- Born: Adriana Silvestri May 25, 1929 Presenzano, Italy
- Died: June 6, 2016 (aged 87) San Rafael, California, U.S.
- Spouse: Nino Giramonti
- Culinary career
- Previous restaurant(s) Giramonti's; Adriana's; ;
- Television show(s) Great Chefs; ;

= Adriana Giramonti =

Italian-American chef (1929–2016)

Adriana Giramonti (1929–2016) was an Italian-American chef who co-founded restaurant Giramonti's in Mill Valley, California in 1977.

==Early life and education==
Adriana Silvestri was born on May 24, 1929, in Presenzano, Italy. Her parents were Clotilde Pascale and Umberto Silvestri. Silvestri was one of five siblings. The family lived in a village near Monte Cassino. The village was occupied by the Germans during World War II. The Germans ransacked the village for food and supplies. The family was frequently hungry as a result of the occupation. When she was a child she painted and won an art competition. Her prize was a kiss on the cheek from Mussolini.

After World War II, the family moved to Rome. Silvestri's parents taught her how to cook, preparing simple meals for their large family using produce and ingredients from local Roman markets. The young Silvestri was a childhood friend of Sophia Loren, a relationship that would sustain throughout their lives. The family spent their summers in Nettuno.

Silvestri moved to San Francisco in 1956, settling in the North Beach, San Francisco neighbourhood. She sought to become a teacher, but was unable to find a job in the education field.

==Career and life==
Silvestri began working in the kitchen at an Italian restaurant called Little Joe's. She met Nino Giramonti, who waited tables at various restaurants. The couple would eventually marry and have two sons.

After fifteen years of working at Little Joe's, Adriana Giramonti, alongside Nino, considered buying Little Joe's, which changed ownership a number of times when Giramonti worked there.
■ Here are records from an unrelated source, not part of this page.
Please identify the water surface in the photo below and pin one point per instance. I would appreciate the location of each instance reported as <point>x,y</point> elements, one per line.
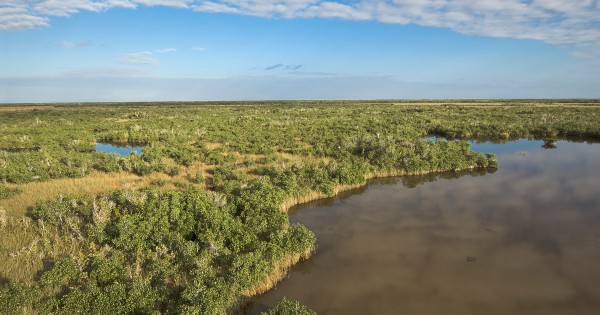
<point>522,240</point>
<point>121,150</point>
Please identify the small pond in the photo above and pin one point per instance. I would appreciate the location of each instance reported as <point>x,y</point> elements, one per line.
<point>121,150</point>
<point>524,239</point>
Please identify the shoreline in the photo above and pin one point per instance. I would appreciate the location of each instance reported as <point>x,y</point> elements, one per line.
<point>282,267</point>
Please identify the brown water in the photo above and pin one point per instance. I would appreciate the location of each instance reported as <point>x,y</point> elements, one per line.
<point>522,240</point>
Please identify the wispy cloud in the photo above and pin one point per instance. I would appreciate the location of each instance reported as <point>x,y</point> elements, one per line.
<point>142,58</point>
<point>556,22</point>
<point>71,44</point>
<point>283,67</point>
<point>139,58</point>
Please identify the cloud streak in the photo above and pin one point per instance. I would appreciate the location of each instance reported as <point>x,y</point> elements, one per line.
<point>144,58</point>
<point>556,22</point>
<point>71,44</point>
<point>283,67</point>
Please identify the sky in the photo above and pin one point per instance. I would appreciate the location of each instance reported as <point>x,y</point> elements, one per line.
<point>170,50</point>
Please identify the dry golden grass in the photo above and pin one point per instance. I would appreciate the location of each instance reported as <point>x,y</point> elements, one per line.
<point>94,183</point>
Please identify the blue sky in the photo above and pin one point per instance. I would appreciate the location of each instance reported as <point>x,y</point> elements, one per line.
<point>140,50</point>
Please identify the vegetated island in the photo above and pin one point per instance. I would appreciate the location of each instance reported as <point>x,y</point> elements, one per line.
<point>197,223</point>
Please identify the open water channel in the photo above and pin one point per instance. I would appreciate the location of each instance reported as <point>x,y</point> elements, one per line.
<point>524,239</point>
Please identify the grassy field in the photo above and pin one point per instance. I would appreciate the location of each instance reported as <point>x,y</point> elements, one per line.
<point>195,223</point>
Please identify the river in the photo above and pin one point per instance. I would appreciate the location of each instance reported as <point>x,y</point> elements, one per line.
<point>524,239</point>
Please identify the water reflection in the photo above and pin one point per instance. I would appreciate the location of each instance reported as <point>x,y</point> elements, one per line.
<point>121,150</point>
<point>525,239</point>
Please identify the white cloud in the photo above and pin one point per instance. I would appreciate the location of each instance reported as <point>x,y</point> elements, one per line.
<point>556,22</point>
<point>81,85</point>
<point>144,57</point>
<point>139,58</point>
<point>165,50</point>
<point>71,44</point>
<point>13,18</point>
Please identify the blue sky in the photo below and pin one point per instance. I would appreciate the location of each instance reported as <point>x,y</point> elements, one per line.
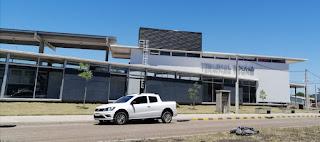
<point>268,27</point>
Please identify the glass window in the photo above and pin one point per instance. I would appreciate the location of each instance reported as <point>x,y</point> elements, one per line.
<point>193,55</point>
<point>154,52</point>
<point>118,70</point>
<point>178,54</point>
<point>140,100</point>
<point>49,83</point>
<point>22,60</point>
<point>20,83</point>
<point>123,99</point>
<point>153,99</point>
<point>3,57</point>
<point>51,63</point>
<point>165,53</point>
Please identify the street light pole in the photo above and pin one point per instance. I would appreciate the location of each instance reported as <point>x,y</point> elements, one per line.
<point>306,96</point>
<point>316,95</point>
<point>237,85</point>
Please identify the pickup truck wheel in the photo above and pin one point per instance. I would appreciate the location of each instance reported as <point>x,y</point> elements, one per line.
<point>120,118</point>
<point>166,117</point>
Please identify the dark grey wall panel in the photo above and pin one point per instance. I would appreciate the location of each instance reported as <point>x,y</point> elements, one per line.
<point>73,90</point>
<point>172,90</point>
<point>118,86</point>
<point>54,84</point>
<point>170,39</point>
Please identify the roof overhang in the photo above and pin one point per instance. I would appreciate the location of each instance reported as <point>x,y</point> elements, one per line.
<point>297,85</point>
<point>123,51</point>
<point>64,40</point>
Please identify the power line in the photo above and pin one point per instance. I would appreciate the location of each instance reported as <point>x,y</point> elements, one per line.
<point>296,71</point>
<point>314,74</point>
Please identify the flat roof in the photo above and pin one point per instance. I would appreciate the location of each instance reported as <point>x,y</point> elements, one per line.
<point>63,40</point>
<point>124,51</point>
<point>297,85</point>
<point>32,55</point>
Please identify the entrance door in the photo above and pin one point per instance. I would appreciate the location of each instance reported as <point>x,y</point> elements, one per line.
<point>210,92</point>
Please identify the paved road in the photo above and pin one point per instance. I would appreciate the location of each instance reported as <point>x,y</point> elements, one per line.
<point>93,132</point>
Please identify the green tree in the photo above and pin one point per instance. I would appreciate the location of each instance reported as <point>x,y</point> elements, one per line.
<point>301,94</point>
<point>193,93</point>
<point>86,74</point>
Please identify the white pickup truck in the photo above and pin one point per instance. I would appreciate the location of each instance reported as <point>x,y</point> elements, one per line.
<point>136,106</point>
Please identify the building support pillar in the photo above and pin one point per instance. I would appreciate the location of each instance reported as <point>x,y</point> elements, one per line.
<point>107,55</point>
<point>5,76</point>
<point>36,78</point>
<point>41,46</point>
<point>62,81</point>
<point>109,83</point>
<point>295,95</point>
<point>237,86</point>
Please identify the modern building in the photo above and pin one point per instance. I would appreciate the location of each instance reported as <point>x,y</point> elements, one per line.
<point>165,62</point>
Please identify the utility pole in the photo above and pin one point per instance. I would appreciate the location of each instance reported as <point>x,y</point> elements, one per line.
<point>237,85</point>
<point>316,95</point>
<point>306,96</point>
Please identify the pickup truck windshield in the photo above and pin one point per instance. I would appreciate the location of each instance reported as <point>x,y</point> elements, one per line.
<point>123,99</point>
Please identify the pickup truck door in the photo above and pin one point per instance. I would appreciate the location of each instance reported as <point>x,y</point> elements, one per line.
<point>140,108</point>
<point>154,107</point>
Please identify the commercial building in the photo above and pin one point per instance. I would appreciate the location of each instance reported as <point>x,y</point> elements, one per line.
<point>165,62</point>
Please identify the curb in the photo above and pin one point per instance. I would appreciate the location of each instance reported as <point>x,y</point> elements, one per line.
<point>257,117</point>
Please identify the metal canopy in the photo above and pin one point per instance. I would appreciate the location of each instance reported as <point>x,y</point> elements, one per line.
<point>122,51</point>
<point>53,39</point>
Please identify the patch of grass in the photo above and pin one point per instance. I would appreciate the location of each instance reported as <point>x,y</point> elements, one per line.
<point>36,108</point>
<point>211,109</point>
<point>308,134</point>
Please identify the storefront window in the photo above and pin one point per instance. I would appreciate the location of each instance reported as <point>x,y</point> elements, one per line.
<point>49,83</point>
<point>20,82</point>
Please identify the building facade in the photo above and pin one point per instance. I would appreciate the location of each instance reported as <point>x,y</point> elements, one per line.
<point>167,72</point>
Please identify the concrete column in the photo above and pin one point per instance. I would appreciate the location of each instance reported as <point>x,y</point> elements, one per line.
<point>5,76</point>
<point>109,82</point>
<point>36,79</point>
<point>62,81</point>
<point>41,47</point>
<point>107,55</point>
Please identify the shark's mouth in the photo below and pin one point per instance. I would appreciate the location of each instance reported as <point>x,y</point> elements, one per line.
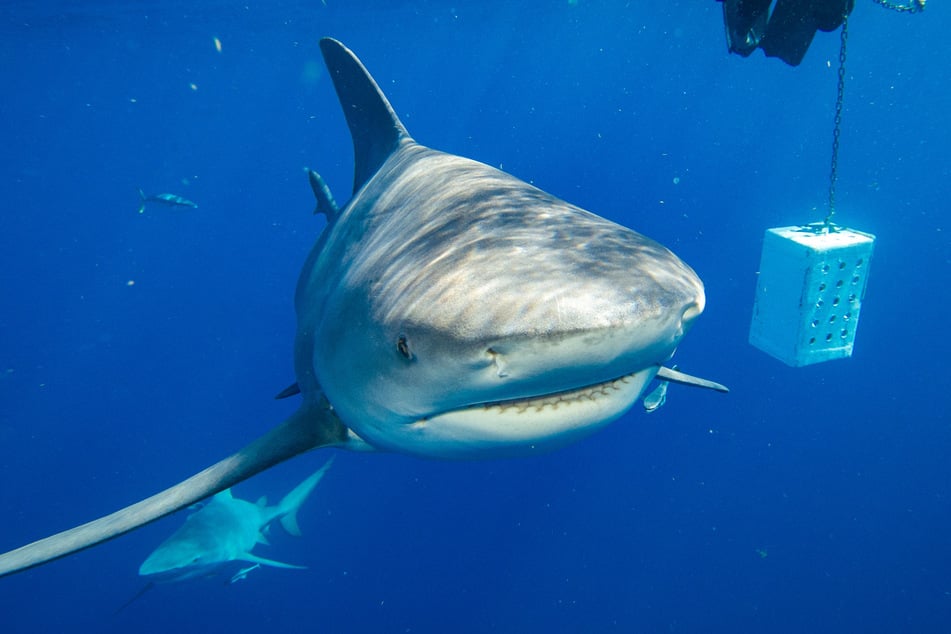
<point>528,424</point>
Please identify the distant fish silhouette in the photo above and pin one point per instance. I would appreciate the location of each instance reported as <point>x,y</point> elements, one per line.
<point>166,199</point>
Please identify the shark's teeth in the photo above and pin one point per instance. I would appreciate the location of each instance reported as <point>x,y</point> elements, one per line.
<point>537,404</point>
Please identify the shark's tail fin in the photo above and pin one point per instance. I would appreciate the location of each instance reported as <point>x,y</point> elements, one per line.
<point>287,509</point>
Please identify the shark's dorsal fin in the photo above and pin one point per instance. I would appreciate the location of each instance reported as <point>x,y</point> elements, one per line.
<point>290,390</point>
<point>374,126</point>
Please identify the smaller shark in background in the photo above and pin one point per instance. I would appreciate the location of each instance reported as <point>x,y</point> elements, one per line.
<point>225,530</point>
<point>170,200</point>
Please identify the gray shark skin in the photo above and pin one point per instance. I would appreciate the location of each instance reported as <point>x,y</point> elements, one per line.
<point>448,310</point>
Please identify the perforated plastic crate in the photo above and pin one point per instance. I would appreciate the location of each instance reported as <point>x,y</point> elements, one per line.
<point>809,292</point>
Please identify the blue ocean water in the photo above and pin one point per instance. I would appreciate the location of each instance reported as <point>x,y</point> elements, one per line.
<point>138,349</point>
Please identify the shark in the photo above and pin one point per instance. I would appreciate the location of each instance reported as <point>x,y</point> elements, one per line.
<point>226,530</point>
<point>448,310</point>
<point>169,200</point>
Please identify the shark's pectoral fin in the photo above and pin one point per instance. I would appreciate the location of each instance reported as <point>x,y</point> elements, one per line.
<point>243,573</point>
<point>676,376</point>
<point>314,425</point>
<point>269,562</point>
<point>326,204</point>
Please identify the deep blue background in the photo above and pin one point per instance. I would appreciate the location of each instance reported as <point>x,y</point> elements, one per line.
<point>838,473</point>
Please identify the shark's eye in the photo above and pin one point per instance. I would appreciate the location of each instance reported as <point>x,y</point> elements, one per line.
<point>402,346</point>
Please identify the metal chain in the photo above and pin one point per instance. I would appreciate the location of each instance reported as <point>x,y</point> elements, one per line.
<point>914,6</point>
<point>836,131</point>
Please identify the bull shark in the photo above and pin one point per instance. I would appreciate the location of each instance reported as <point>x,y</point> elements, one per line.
<point>448,310</point>
<point>225,530</point>
<point>169,200</point>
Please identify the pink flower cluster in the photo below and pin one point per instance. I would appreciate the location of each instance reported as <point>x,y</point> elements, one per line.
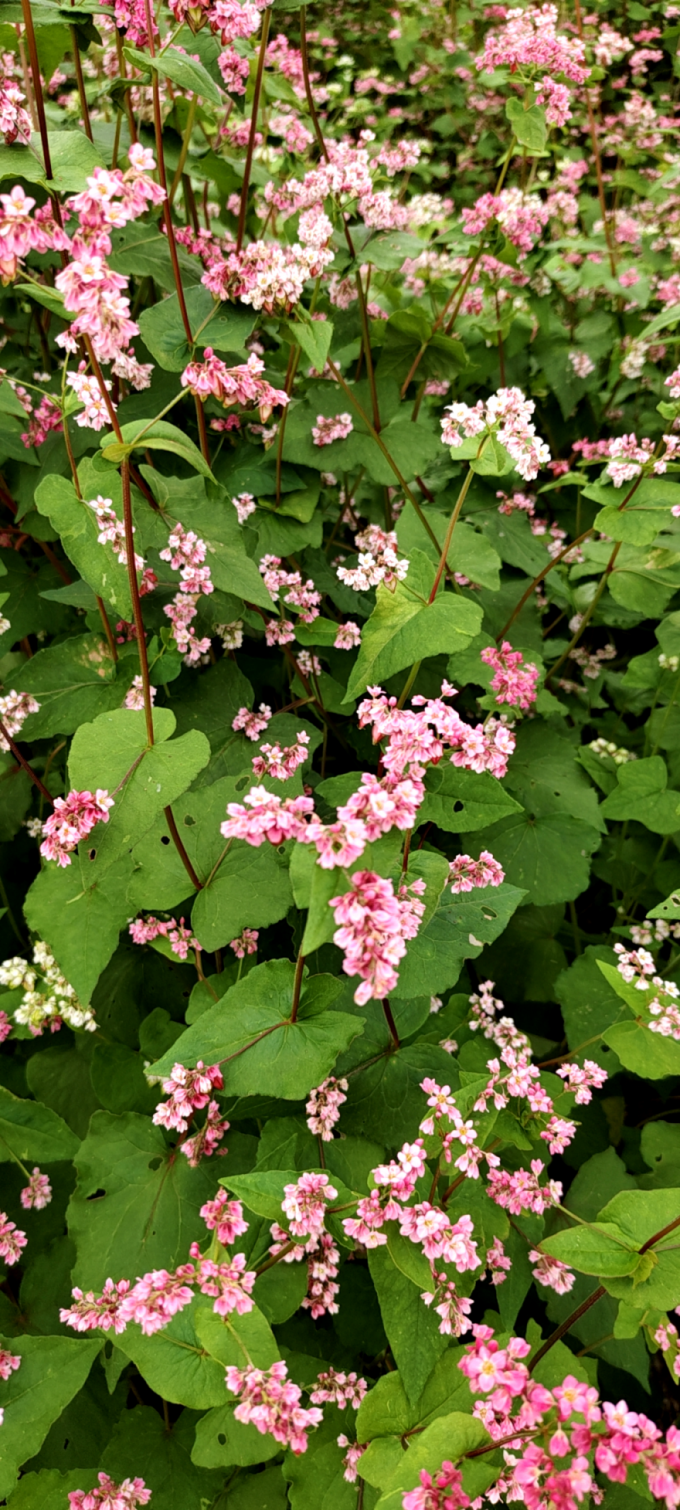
<point>508,416</point>
<point>180,938</point>
<point>71,820</point>
<point>37,1195</point>
<point>14,710</point>
<point>464,872</point>
<point>324,1107</point>
<point>281,761</point>
<point>301,595</point>
<point>378,560</point>
<point>11,1240</point>
<point>375,926</point>
<point>186,554</point>
<point>334,428</point>
<point>269,1400</point>
<point>253,724</point>
<point>111,1495</point>
<point>231,385</point>
<point>513,681</point>
<point>245,944</point>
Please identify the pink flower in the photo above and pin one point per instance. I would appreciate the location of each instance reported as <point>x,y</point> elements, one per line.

However, the couple decided to start new and opened their namesake restaurant Giramonti's, in Mill Valley, California in 1977. The restaurant overlooked Richardson Bay. The menu focused on Roman cuisine. SPQR was the theme - with menus and signage at the restaurant displaying the motto of ancient Rome. The restaurant was reviewed positively in Gourmet in 1981. In 1983, Giramonti was featured on Great Chefs. Three years later, in 1986, Clint Eastwood described Giramonti's as being not "pretty" but serving "some of the best food in the Bay Area." Dishes on the menu included Roman-style artichokes, Empress mushrooms, crostini with chicken livers, marinated eggplant, linguine with prawns, and veal in mustard cream sauce. For her veal, Giramoti sourced local, avoiding mass raised synthetically fed veal. The San Francisco Examiner called Giramonti a "master chef" and called it, alongside Ondine, "Marin's most favored dinner houses" in 1981.

Giramonti opened Adriana's in San Rafael, California in 1985. As of 1992, Adriana's served 100 meals daily and grossed $1 million annually. She appeared regularly on the morning news program on KGO-TV.

During her career, Giramonti never called herself "chef" choosing to refer to herself as a cook. She acknowledged that there were not many women being celebrated as chefs during the 1980s. Giramonti believed that women chefs were more creative and experimental than male chefs. She worked five days a week, starting in the kitchen at 10 a.m.

==Later life and legacy==
Giramonti taught her grandchildren how to cook, with gnocchi being a favorite dish of the children. She also continued painting throughout her entire life, displaying her own paintings in her house.

Giramonti died on June 6, 2016, in San Rafael.